Proof?! He said he has proof. Written proof, yet for some reason, he is opposed to due diligence as if it was a disease and he needs a healing for no immune system. He blacks out names, numbers and networks. Yeah, that’s too legit to quit, eh? Dude, let a pro give you a quickie on PR 101. Kinda like the book you should publish, “Revival for Dummies”. (And yes Melvin, that photoshopped picture is genius!)
If you have to hide your results, they may look contrived. If you feel the need to pimp yourself to the media only to act like the biggest tease at an all-girls’ school, you may look like a ho after all. If you need to vociferously promote your healings and beg the media to cover you, then turn around and run from the press when they can collectively smell the drivel you are shoveling, you may not be working in the same anointing of Christ who incidentally didn’t require a PR firm yet is still substantiated these millenia later. Hmmm…
In other words, the jig is up. This shameless story belongs on a special illuminated spot on the Wall. You were called out and like the bully that sticks a hamhock in the gut of unsuspecting folk, and run with tail tucked between your legs counting your cash all the way.
Evidently, there wasn’t enough duckets in your collections, because now you have this uh, “Bible” to sell. Great. Dude goes out and crushes about 15 Happy Meals between services, shows off a little more ink, crack some old lady in her mullet and instantly we have America’s next great fiction novel.

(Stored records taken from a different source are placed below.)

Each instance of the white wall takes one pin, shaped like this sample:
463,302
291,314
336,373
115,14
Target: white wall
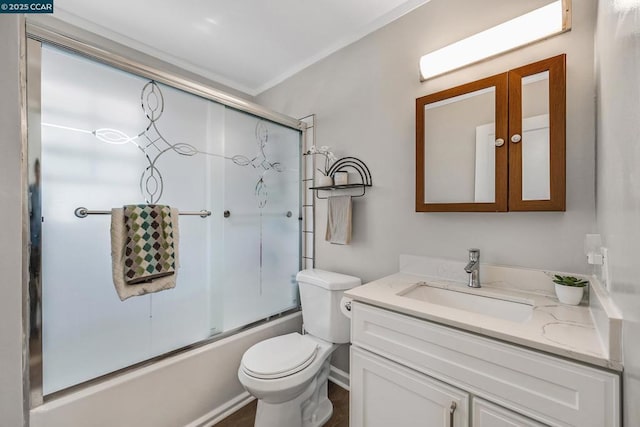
11,401
618,172
364,100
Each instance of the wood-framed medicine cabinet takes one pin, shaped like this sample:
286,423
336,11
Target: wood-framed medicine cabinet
496,144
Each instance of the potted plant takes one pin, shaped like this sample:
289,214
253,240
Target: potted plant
569,289
324,180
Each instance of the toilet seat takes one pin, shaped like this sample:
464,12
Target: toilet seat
279,357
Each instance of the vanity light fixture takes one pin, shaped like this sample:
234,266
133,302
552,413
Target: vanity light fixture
554,18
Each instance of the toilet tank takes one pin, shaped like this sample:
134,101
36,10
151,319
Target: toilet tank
320,295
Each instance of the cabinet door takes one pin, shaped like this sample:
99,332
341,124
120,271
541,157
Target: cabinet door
537,109
487,414
384,394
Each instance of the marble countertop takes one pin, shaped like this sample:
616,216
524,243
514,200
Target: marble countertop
564,330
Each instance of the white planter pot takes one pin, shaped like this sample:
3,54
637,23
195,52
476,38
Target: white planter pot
324,181
571,295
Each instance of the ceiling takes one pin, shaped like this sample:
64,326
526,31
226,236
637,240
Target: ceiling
248,45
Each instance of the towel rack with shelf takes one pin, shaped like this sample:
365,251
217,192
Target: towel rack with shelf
344,165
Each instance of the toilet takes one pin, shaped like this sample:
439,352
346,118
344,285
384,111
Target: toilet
288,374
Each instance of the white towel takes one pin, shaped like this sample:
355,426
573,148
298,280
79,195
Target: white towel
339,220
118,239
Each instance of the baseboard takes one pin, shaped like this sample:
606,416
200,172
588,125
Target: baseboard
222,412
339,377
336,376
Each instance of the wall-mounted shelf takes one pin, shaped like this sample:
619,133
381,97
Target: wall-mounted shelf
341,187
344,165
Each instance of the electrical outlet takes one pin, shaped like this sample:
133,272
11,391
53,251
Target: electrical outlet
604,275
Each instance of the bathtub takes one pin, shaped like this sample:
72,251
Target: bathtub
196,388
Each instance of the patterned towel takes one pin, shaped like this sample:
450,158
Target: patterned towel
149,251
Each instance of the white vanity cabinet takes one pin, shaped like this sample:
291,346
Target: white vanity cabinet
486,414
407,371
384,394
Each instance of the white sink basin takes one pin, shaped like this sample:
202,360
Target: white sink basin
488,305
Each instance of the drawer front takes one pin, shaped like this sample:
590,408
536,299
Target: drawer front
385,394
548,389
486,414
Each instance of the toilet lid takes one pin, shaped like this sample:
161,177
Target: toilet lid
279,356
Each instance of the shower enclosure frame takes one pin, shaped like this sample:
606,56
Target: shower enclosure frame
38,33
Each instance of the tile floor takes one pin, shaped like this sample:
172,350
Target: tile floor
340,418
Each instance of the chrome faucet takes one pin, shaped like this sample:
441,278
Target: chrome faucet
473,268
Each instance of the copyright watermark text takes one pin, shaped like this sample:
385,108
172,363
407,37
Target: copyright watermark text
26,6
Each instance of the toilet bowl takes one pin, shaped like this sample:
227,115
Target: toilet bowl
288,374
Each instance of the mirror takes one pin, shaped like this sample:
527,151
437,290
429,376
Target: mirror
536,183
496,144
456,149
537,114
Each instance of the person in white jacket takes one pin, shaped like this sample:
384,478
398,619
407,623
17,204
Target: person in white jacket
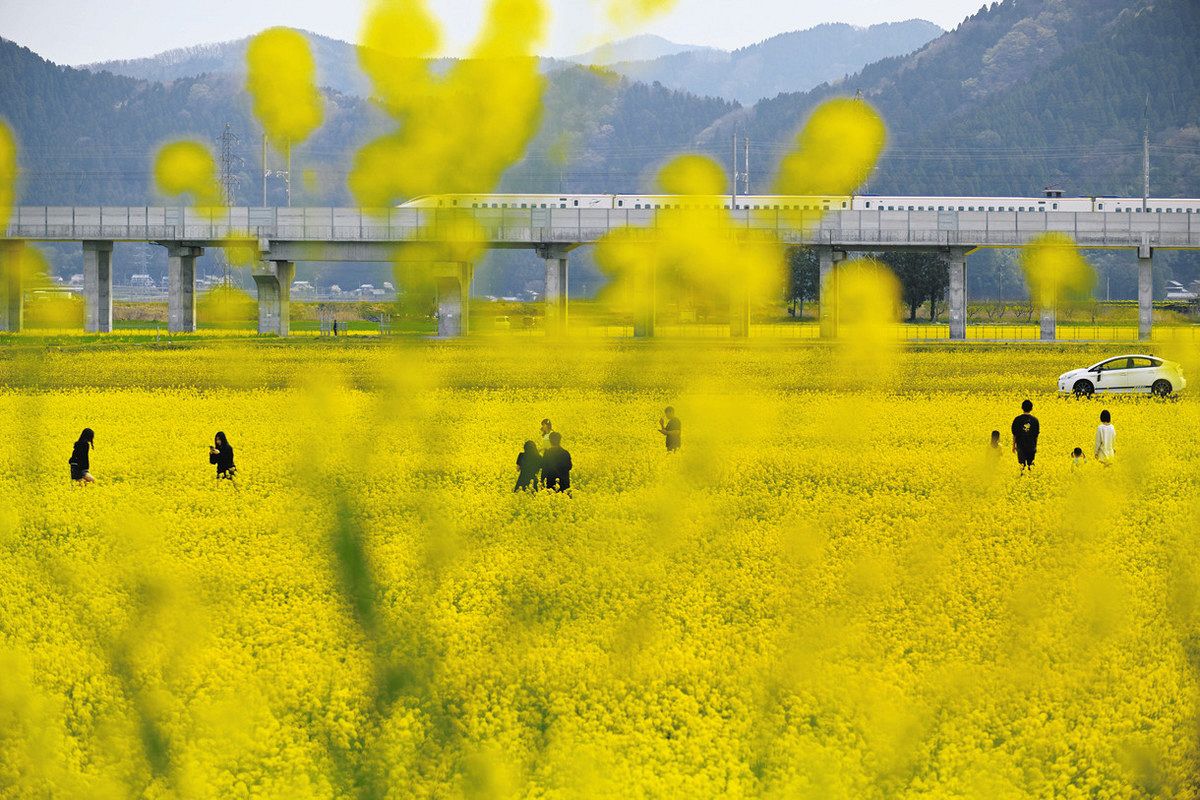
1105,439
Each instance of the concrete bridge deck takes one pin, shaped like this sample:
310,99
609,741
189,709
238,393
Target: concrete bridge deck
283,236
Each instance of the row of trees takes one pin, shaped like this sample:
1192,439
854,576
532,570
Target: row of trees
923,278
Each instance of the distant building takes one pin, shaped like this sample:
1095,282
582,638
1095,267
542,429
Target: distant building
304,290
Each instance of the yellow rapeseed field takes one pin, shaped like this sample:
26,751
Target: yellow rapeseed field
834,590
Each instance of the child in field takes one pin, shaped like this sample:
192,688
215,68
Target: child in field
1105,439
79,461
671,429
556,465
529,464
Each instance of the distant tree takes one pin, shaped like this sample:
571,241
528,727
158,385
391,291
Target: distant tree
923,277
803,278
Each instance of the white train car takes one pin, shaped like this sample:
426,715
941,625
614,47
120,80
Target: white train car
1020,204
1153,205
797,203
510,202
629,202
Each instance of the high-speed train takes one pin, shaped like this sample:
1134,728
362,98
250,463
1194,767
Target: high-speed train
797,203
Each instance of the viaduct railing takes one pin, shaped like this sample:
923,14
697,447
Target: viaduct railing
533,227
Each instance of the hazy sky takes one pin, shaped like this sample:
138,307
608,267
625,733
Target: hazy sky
82,31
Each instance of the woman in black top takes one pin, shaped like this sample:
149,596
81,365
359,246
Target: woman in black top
221,453
79,453
529,463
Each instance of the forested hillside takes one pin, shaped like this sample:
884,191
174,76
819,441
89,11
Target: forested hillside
1030,92
1021,95
789,62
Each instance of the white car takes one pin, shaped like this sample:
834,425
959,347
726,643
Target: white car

Whatever happens, rest assured, he will follow one example of Christ as he has given up the ghost! Think he will come back? Not unless he is escorted back to Lakeland with a subpoena. That guy has waddled to his last pulpit and drop kicked his last saint. If you have read any of the aforementioned sages, many scriptures discussing a false prophet and wicked fruit has raced across your vision like dead presidents has with Todd Bentley’s. However, here is another you may not have seen:
“Vengeance is mine, and recompense; their foot shall slip in due time; for the day of their calamity is at hand” (Deuteronomy 32:35)
Kinda’ takes the wind out of those large sails you call ‘jackets’, huh?
Remember the adage mentioned earlier? “Quack, quack bro.” You better find a nice pond where you can fly south because if you are the anathematic malefactor these videos and those countless testimonies portray you to be, then get used to that unfavorable and merciless heat. You are going to be feeling a lot of it where you are going.